Poster Presentation 28th Lorne Cancer Conference 2016

RNA-Seq of localized prostate cancer treated with “super castration” therapy (#177)

Natalie J Kurganovs 1 2 3 , Marek Cmero 4 5 , Nicholas Howard 1 , Pat Bugeja 1 2 , Michael Kerger 1 , David Clarke 2 , Phil Dundee 1 2 , Jeremy Grummet 6 7 , Justin Peters 2 4 , John Pederson 7 8 , Andrew Ryan 8 , Anthony Costello 1 2 4 , Paul Ruliancich 9 , Phillip Parante 7 9 , Christopher M Hovens 1 2 4 , Niall M Corcoran 1 2 4
  1. Australian Prostate Cancer Research Centre Epworth, Richmond, VIC, Australia
  2. Department of Surgery, Division of Urology, The Royal Melbourne Hospital, Parkville, VIC, Australia
  3. University of Melbourne, Parkville, VIC, Australia
  4. The University of Melbourne, Parkville, VIC, Australia
  5. Walter and Eliza Hall Institute , Parkville, Vic, Australia
  6. Alfred Hospital, Prahran, VIC, Australia
  7. Monash University, Clayton, VIC, Australia
  8. TissuPath Specialist Pathology Services, Mt Waverly, VIC, Australia
  9. Eastern Health and Epworth Eastern, Box Hill, VIC, Australia

The mainstay of treatment for prostate cancer is androgen deprivation therapy. Although this treatment initially aids survival by decreasing serum testosterone levels and reducing tumour burden, patients become castration resistant within 1-3 years. This is due to the maintenance of intraprostatic testosterone levels and the prevailing activity of the androgen receptor.
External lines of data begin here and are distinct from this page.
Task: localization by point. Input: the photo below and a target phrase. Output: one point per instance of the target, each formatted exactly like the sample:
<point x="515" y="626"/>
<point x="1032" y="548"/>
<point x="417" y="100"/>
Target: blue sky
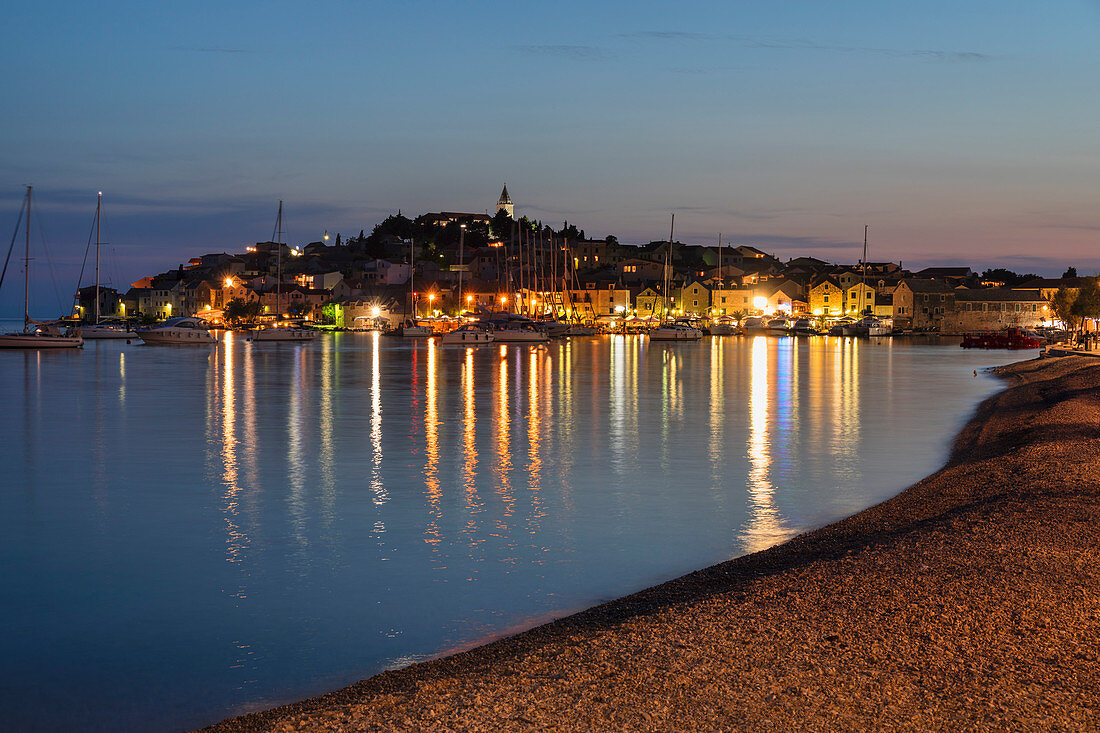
<point x="960" y="132"/>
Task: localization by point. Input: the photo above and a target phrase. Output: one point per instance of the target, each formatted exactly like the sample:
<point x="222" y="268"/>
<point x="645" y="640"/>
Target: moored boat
<point x="105" y="331"/>
<point x="184" y="329"/>
<point x="1009" y="338"/>
<point x="41" y="336"/>
<point x="284" y="334"/>
<point x="34" y="335"/>
<point x="469" y="335"/>
<point x="778" y="327"/>
<point x="804" y="327"/>
<point x="675" y="331"/>
<point x="754" y="326"/>
<point x="722" y="327"/>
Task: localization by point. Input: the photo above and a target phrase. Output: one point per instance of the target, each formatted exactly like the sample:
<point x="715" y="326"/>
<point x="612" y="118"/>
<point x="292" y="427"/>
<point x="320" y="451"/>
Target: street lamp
<point x="462" y="237"/>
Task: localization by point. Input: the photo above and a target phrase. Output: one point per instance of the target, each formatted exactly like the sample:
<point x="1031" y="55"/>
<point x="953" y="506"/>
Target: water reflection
<point x="432" y="489"/>
<point x="377" y="489"/>
<point x="766" y="525"/>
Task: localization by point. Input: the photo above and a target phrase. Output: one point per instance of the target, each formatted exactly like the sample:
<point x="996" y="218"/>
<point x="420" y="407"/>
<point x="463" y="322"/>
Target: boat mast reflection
<point x="766" y="525"/>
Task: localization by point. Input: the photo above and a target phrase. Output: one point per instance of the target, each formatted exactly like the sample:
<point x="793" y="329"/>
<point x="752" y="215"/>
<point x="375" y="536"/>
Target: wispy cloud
<point x="213" y="50"/>
<point x="805" y="44"/>
<point x="565" y="51"/>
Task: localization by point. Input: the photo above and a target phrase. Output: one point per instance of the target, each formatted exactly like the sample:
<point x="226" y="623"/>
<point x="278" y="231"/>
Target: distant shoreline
<point x="969" y="600"/>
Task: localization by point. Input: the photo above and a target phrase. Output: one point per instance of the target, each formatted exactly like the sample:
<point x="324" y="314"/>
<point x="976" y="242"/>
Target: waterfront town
<point x="439" y="265"/>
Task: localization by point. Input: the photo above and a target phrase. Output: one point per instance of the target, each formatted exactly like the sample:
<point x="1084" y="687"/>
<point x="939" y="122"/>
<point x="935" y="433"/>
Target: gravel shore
<point x="969" y="601"/>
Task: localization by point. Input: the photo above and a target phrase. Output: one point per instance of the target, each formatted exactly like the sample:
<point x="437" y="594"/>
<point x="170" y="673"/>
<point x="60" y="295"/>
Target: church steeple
<point x="504" y="204"/>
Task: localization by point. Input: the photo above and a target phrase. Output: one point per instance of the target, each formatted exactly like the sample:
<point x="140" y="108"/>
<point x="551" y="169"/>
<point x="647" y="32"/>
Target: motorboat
<point x="552" y="328"/>
<point x="754" y="326"/>
<point x="41" y="336"/>
<point x="868" y="326"/>
<point x="517" y="332"/>
<point x="840" y="327"/>
<point x="410" y="329"/>
<point x="105" y="331"/>
<point x="804" y="327"/>
<point x="675" y="331"/>
<point x="1009" y="338"/>
<point x="469" y="335"/>
<point x="778" y="327"/>
<point x="723" y="327"/>
<point x="184" y="329"/>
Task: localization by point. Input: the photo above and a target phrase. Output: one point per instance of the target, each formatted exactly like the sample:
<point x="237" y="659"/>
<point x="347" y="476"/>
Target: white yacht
<point x="675" y="331"/>
<point x="804" y="327"/>
<point x="754" y="326"/>
<point x="409" y="329"/>
<point x="723" y="326"/>
<point x="105" y="331"/>
<point x="284" y="334"/>
<point x="469" y="335"/>
<point x="41" y="336"/>
<point x="518" y="332"/>
<point x="185" y="329"/>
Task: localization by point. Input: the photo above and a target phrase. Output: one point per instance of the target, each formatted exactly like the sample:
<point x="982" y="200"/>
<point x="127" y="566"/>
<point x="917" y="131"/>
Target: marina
<point x="229" y="527"/>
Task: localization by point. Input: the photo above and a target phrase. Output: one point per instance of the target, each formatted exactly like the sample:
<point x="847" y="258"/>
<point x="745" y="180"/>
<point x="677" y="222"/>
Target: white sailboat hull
<point x="105" y="332"/>
<point x="519" y="336"/>
<point x="675" y="335"/>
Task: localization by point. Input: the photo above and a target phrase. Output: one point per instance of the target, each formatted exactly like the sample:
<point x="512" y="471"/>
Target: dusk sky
<point x="961" y="133"/>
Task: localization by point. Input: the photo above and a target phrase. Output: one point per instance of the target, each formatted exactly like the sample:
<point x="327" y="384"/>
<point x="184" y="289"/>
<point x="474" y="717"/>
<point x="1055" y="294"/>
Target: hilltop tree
<point x="502" y="226"/>
<point x="570" y="231"/>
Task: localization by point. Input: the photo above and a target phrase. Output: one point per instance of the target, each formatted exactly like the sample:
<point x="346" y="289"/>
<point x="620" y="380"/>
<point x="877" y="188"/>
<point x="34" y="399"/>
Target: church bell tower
<point x="504" y="204"/>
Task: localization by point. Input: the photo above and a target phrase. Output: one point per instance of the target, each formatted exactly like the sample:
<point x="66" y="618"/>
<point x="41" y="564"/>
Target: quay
<point x="971" y="600"/>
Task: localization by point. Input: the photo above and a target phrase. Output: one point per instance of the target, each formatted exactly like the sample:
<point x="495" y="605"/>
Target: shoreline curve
<point x="969" y="600"/>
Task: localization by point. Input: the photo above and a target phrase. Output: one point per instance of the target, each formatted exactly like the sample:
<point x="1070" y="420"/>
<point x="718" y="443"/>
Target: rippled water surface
<point x="189" y="533"/>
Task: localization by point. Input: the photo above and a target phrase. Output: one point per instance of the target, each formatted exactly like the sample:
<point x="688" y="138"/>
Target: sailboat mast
<point x="668" y="262"/>
<point x="26" y="265"/>
<point x="99" y="203"/>
<point x="862" y="273"/>
<point x="278" y="263"/>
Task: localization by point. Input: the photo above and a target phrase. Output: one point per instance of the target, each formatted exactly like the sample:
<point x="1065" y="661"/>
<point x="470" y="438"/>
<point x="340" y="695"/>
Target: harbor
<point x="246" y="523"/>
<point x="967" y="602"/>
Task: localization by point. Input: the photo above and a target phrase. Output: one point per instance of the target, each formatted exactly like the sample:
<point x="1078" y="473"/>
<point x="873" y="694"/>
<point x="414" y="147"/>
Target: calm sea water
<point x="189" y="533"/>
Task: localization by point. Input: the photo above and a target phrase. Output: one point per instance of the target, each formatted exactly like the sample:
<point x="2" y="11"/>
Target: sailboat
<point x="669" y="330"/>
<point x="34" y="335"/>
<point x="868" y="325"/>
<point x="98" y="330"/>
<point x="408" y="327"/>
<point x="282" y="332"/>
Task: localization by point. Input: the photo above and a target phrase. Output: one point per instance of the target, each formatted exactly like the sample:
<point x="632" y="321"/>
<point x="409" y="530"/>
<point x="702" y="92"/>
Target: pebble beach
<point x="970" y="601"/>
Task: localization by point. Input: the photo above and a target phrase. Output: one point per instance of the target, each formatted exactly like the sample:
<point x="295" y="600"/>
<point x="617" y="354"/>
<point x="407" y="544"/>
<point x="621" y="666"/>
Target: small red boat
<point x="1009" y="338"/>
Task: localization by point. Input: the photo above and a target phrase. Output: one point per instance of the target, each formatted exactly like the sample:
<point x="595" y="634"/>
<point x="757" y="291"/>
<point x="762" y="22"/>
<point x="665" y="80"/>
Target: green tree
<point x="502" y="225"/>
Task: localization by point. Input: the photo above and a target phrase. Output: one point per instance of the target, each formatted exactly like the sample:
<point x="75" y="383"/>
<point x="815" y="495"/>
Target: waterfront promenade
<point x="969" y="601"/>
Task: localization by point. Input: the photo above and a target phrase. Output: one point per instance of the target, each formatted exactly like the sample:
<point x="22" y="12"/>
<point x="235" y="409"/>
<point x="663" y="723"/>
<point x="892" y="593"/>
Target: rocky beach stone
<point x="970" y="601"/>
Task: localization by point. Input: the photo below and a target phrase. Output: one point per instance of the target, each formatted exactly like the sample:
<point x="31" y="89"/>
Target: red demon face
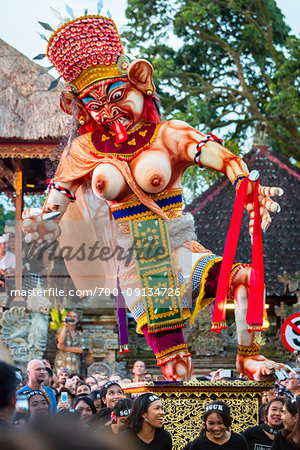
<point x="115" y="105"/>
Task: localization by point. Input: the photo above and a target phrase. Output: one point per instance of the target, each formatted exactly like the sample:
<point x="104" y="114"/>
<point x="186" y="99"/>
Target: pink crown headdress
<point x="86" y="50"/>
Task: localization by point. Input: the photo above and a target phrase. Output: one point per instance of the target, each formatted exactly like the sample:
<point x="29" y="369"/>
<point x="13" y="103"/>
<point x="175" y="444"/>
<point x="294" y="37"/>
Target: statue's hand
<point x="39" y="226"/>
<point x="266" y="204"/>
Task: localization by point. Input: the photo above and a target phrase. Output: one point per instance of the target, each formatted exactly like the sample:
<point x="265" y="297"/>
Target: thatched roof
<point x="27" y="110"/>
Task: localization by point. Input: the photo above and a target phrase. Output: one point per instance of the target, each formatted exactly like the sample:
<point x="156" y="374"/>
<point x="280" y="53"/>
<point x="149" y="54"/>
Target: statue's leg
<point x="171" y="353"/>
<point x="249" y="361"/>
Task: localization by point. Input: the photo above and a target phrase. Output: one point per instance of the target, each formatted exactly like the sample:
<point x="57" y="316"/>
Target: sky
<point x="19" y="19"/>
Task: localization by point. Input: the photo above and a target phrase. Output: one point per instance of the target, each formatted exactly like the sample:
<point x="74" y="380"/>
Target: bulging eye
<point x="94" y="107"/>
<point x="117" y="94"/>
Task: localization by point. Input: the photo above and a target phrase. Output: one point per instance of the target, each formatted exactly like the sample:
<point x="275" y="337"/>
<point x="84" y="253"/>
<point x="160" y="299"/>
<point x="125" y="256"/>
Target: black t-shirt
<point x="257" y="438"/>
<point x="162" y="440"/>
<point x="280" y="443"/>
<point x="236" y="442"/>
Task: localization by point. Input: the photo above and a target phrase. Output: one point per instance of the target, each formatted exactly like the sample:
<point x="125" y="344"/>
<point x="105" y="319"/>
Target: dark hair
<point x="125" y="404"/>
<point x="86" y="399"/>
<point x="276" y="399"/>
<point x="139" y="407"/>
<point x="8" y="384"/>
<point x="81" y="383"/>
<point x="223" y="411"/>
<point x="95" y="395"/>
<point x="77" y="375"/>
<point x="104" y="389"/>
<point x="262" y="413"/>
<point x="50" y="371"/>
<point x="293" y="407"/>
<point x="63" y="389"/>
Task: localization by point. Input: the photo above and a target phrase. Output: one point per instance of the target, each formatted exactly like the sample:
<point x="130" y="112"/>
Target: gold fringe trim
<point x="142" y="321"/>
<point x="200" y="302"/>
<point x="172" y="353"/>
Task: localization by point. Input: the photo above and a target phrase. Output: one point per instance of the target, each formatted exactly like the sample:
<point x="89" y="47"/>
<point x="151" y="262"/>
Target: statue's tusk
<point x="51" y="216"/>
<point x="253" y="175"/>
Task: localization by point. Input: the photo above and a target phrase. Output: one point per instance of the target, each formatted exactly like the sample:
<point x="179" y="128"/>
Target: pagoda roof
<point x="28" y="111"/>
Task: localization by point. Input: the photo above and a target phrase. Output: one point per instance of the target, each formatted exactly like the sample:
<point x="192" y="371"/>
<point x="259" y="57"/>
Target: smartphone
<point x="226" y="373"/>
<point x="21" y="403"/>
<point x="64" y="397"/>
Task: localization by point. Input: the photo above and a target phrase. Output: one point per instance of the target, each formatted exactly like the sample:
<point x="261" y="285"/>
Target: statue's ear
<point x="140" y="75"/>
<point x="66" y="102"/>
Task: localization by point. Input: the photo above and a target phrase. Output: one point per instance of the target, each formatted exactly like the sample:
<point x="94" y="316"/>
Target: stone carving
<point x="25" y="330"/>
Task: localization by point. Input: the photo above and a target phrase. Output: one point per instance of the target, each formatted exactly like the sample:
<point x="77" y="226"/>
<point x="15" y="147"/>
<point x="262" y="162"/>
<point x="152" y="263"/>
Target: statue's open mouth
<point x="120" y="124"/>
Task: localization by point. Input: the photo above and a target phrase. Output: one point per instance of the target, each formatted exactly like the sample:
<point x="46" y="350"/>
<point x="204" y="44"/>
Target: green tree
<point x="222" y="64"/>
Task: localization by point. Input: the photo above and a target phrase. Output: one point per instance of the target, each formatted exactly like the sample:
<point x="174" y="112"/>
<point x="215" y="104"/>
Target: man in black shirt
<point x="8" y="387"/>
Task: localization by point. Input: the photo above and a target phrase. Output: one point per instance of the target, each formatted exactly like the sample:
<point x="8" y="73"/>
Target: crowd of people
<point x="100" y="409"/>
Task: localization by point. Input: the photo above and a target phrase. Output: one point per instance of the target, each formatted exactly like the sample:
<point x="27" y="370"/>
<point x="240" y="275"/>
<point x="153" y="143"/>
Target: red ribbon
<point x="256" y="288"/>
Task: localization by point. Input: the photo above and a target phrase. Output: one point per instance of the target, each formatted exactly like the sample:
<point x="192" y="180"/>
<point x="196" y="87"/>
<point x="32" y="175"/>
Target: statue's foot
<point x="257" y="367"/>
<point x="179" y="369"/>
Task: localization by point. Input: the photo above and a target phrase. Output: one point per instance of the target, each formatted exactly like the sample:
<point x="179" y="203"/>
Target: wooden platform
<point x="184" y="404"/>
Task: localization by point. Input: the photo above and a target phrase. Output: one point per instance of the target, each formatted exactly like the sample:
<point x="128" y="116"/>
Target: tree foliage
<point x="222" y="64"/>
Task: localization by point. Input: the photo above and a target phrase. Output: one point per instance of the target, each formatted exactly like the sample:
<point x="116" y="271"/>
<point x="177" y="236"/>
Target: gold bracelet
<point x="246" y="350"/>
<point x="237" y="181"/>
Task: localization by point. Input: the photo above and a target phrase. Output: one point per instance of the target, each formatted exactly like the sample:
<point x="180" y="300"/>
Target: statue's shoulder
<point x="81" y="142"/>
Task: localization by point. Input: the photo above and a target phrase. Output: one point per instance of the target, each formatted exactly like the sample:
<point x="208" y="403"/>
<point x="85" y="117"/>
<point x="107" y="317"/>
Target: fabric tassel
<point x="219" y="316"/>
<point x="122" y="320"/>
<point x="256" y="289"/>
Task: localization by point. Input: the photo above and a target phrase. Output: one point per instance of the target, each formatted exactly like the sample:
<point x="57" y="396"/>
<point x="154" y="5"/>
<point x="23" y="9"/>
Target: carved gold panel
<point x="185" y="402"/>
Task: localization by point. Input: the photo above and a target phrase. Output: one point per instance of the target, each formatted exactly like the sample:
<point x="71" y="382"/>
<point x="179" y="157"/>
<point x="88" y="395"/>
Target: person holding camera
<point x="69" y="344"/>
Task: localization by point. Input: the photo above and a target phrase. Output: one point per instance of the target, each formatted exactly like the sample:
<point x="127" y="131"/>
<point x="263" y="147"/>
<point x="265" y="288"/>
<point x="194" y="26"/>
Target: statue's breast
<point x="152" y="171"/>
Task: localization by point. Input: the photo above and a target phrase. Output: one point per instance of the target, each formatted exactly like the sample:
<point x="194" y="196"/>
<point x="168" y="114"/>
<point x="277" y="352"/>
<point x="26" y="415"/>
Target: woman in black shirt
<point x="289" y="437"/>
<point x="145" y="424"/>
<point x="261" y="437"/>
<point x="216" y="434"/>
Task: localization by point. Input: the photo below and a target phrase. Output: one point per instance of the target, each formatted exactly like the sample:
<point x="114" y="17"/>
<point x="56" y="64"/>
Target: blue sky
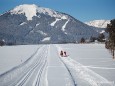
<point x="83" y="10"/>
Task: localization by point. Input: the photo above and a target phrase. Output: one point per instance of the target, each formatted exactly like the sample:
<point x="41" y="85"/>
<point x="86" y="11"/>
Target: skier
<point x="65" y="54"/>
<point x="61" y="53"/>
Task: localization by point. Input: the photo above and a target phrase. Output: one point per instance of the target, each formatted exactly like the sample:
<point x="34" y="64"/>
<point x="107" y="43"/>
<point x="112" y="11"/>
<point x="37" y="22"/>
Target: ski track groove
<point x="37" y="65"/>
<point x="67" y="70"/>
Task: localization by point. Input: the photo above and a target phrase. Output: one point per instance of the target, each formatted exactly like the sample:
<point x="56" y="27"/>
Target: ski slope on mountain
<point x="42" y="65"/>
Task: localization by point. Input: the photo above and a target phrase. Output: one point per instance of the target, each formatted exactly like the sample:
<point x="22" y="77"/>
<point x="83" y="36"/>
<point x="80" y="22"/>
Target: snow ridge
<point x="98" y="23"/>
<point x="31" y="10"/>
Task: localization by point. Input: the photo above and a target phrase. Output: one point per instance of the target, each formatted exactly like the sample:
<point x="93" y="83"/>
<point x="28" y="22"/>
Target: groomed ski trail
<point x="81" y="75"/>
<point x="30" y="72"/>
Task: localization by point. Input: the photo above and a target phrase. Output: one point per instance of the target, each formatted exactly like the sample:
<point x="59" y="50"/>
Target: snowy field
<point x="42" y="65"/>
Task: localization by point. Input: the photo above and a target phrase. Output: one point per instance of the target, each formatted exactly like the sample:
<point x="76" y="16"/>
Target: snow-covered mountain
<point x="98" y="23"/>
<point x="31" y="24"/>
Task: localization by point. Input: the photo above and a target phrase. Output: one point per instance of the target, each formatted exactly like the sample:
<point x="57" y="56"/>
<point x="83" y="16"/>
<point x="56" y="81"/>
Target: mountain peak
<point x="31" y="10"/>
<point x="98" y="23"/>
<point x="28" y="10"/>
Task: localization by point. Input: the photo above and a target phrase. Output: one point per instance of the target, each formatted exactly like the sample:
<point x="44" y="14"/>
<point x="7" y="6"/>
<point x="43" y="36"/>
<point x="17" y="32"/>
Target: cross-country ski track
<point x="45" y="67"/>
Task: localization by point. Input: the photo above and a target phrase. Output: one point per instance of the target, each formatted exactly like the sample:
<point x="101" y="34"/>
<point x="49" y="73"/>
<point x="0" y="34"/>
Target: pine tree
<point x="110" y="44"/>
Although cell lines and xenograft models allow the investigation of continued androgen receptor signaling after castration, they fail to represent the hormonal environment of prostate cancer patients. A neoadjuvant trial consisting of the "super-castration" treatment with bicalutamide, abiraterone and degarelix treatment for a period of 6 months prior to radical prostactomy was conducted. RNA and DNA has been extracted from 6 fresh frozen prostatectomy samples of the prostate following neoadjuvant treatment, and 7 hormone naïve prostate samples using Qiagen AllPrep DNA/RNA micro kit. RNA was used to construct a RNA-Seq library using NEBNext Ultra RNA Kit for Illumina and sequenced at a length of 150bp using paired end chemistry on an Illumina HiSeq. DeFuse and Jaffa were used to detect gene fusions, and edgeR was used to determine differential gene expression. Preliminary RNA-Seq data has shown a decrease in expression of androgen dependent genes, has detected both novel and already identified gene fusions, and identified activation of the calcium pathway and other key and novel pathways in the development of castration resistant prostate cancer.